Children attending the socioeconomically and ethnically homogeneous elementary school that is close to Ground Zero of the 9/11 attacks have high rates of self-reported asthma and airway obstruction, new research has revealed.
The research will be presented on Tuesday, May 19 at the American Thoracic Society's 105th International Conference in San Diego.
"Our Stony Brook team found that the children who live near the WTC and were present at the time of the 2001 attacks had a higher rate of self-reported asthma, than those living further away and ethnically matched historical controls from NYC," said study author Anthony M. Szema, M.D., who is assistant professor of medicine and surgery at SUNY Stony Brook School of Medicine. "This may potentially indicate that the higher rates of new cases of asthma following the WTC attacks persisted, suggesting that the plume immediately following the attacks precipitated chronic respiratory ailments."

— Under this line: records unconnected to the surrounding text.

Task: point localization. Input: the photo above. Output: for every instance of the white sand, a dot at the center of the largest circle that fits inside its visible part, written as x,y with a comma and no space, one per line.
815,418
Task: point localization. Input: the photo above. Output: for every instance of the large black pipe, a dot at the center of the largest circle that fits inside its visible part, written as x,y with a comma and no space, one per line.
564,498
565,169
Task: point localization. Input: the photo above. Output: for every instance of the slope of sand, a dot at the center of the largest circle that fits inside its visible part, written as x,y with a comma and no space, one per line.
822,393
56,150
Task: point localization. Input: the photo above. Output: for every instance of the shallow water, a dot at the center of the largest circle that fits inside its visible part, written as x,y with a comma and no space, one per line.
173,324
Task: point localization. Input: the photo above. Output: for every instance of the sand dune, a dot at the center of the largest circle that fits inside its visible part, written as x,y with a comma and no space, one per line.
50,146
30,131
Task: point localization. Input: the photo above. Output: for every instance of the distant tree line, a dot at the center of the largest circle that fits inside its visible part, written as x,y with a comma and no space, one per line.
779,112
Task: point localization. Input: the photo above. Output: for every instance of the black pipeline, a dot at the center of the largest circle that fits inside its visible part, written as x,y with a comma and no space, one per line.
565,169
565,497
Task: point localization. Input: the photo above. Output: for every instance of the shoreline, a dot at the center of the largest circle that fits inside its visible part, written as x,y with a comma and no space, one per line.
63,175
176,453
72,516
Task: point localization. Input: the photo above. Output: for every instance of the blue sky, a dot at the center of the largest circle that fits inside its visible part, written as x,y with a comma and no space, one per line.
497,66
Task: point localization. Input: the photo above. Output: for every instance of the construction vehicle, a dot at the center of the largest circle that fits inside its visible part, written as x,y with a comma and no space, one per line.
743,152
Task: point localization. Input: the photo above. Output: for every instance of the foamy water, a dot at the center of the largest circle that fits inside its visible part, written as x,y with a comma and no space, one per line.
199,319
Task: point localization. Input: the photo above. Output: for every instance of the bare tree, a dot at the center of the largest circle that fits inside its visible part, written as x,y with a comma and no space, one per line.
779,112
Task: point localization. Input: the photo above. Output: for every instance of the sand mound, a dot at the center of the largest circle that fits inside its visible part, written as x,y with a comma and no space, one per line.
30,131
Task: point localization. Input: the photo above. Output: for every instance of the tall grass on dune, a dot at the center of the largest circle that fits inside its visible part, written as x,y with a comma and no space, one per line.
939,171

The same researchers found that one year following the WTC attacks, asthmatic children ages five to 12 years old who were living near Ground Zero at the time of the attacks, showed clinical signs of worsening asthma, including reduced peak expiratory flow rates, increased numbers of asthma medications per child and more asthma clinic visits. Additionally, they found that new cases of asthma among children increased 50 percent in the wake of the disaster.
For the most recent study, Dr. Szema, along with colleagues from the New York State Department of Environmental Conservation, and Stony Brook medical students Khalil Savary, Benjamin Ying, and Kevin Lai, collected questionnaire and spirometry data on 202 children who had lived and attended school in the area at the time of and since the attacks.
Dr. Szema's team took air samples to investigate the level of current urban ambient pollution, including 2.5 micron particulate matter (PM2.5) as a surrogate for diesel exhaust, and levels of dust mite antigen and other indoor aeroallergens at an elementary school near Ground Zero. The researchers also found high levels of PM2.5 measured on the roof of the school, indicating unacceptably high levels of urban ambient air pollution. Surprisingly, indoor aeroallergen exposure to rat, cockroach, dust mite antigen, cat and dog were essentially negligible.
Exposure to these indoor aeroallergens, as well as parental smoking, cannot account for acute exposure leading to airway obstruction. "Our estimates for asthma incidence are open to the criticism that we lacked evidence of reversibility of airway obstruction," acknowledged Dr. Szema, "But our data do show that Chinatown asthma rates are still higher than among other groups (29 percent versus the New York City reference rate of 13 percent).
Our study raises the possibility that high air pollution levels may account for increased asthma incidence. It is possible that exposure to various toxins released by the WTC attacks accentuated the effect of subsequent exposure to urban air pollution." Future directions for this research include continuing to assess this and another control population further away in Queens by utilizing impedance oscillometry as a more sensitive gauge of airway obstruction for long-term follow-up. Shortcomings or yet-to-be-addressed issues may be clarified by further exploration. Support for the study was also provided by NSpire Corporation, the New York City Department of Education, and the SUNY Stony Brook M.D. with Distinction in Research Program.